Background: Most heart transplant (HTx) recipients develop hypertension, characterized by increased peripheral vascular tone and endothelial dysfunction. Reduced levels of nitric oxide (NO) have been found in essential hypertension, and herein we investigated the possible role of altered concentrations of NO in posttransplant hypertension.

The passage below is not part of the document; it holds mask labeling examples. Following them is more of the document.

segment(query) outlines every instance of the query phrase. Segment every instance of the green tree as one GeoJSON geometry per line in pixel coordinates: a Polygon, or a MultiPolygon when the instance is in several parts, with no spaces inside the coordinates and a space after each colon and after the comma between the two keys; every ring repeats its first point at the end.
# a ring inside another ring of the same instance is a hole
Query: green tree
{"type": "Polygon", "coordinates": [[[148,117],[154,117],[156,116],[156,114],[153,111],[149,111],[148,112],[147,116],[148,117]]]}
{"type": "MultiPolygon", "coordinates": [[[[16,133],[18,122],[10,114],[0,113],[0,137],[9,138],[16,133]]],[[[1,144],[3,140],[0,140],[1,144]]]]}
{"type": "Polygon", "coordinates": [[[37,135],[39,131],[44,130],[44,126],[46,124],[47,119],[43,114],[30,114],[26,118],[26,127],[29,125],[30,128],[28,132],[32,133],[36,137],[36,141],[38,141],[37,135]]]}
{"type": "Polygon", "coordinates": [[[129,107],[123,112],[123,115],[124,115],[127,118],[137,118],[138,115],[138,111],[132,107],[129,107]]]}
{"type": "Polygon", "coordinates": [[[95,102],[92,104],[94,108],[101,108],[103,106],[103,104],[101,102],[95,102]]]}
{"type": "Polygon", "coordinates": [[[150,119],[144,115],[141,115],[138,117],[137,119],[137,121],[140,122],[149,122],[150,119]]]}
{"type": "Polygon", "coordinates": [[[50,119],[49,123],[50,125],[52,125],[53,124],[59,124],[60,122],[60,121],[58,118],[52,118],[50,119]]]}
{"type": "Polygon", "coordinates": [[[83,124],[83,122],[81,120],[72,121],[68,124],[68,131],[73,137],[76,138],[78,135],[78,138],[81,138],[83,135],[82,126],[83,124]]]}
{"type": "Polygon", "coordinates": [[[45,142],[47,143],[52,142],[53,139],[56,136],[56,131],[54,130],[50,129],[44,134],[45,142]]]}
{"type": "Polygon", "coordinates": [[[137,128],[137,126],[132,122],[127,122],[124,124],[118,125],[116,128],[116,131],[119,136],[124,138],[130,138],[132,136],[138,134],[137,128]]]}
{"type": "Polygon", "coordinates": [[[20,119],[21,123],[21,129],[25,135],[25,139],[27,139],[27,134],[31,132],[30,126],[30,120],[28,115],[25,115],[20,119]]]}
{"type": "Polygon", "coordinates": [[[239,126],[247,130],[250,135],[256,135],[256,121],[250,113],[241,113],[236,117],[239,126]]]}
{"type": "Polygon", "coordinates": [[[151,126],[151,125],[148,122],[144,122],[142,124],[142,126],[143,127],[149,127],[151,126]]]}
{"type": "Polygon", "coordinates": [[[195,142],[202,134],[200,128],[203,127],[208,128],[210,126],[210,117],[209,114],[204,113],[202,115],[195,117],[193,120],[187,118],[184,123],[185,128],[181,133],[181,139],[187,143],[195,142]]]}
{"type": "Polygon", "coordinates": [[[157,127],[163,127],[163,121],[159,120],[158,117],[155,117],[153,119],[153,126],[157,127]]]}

Methods: Plasma levels of the NO-derived end products NO2(-) + NO3(-), the endogenous inhibitor of NO synthase asymmetric dimethylarginine (ADMA), and the inflammatory cytokine tumor necrosis factor (TNF)-alpha were examined in 65 stable hypertensive long-term (6 years [range 1-13]) survivors of HTx. HTx recipients were compared with 39 individuals with essential hypertension and 25 normotensive controls. RESULTS Hypertensive HTx recipients had raised NO2(-) + NO3(-) levels in plasma, positively correlated with 24-hour mean blood pressure (BP). In contrast, individuals with essential hypertension had decreased NO2(-) + NO3(-) concentration comparing controls, inversely correlated with 24-hour mean BP. Moreover, although TNF-alpha levels were significantly raised in HTx recipients compared with both healthy controls and individuals with essential hypertension, it was positively correlated to 24-hour BP and NO2(-) + NO3(-). Although only a slight increase was found in essential hypertension, no correlations were found in these nontransplant individuals. Finally, although asymmetric dimethylarginine (ADMA) tended to be raised in essential hypertension, this endogenous nitric oxide synthase (NOS) inhibitor was significantly decreased in HTx recipients compared with normotensive controls.
Conclusion: Our findings suggest that different mechanisms may be operating in the pathogenesis of posttransplant compared with essential hypertension, with persistent inflammation, raised NO2(-) + NO3(-), and decreased ADMA levels characterizing the former group.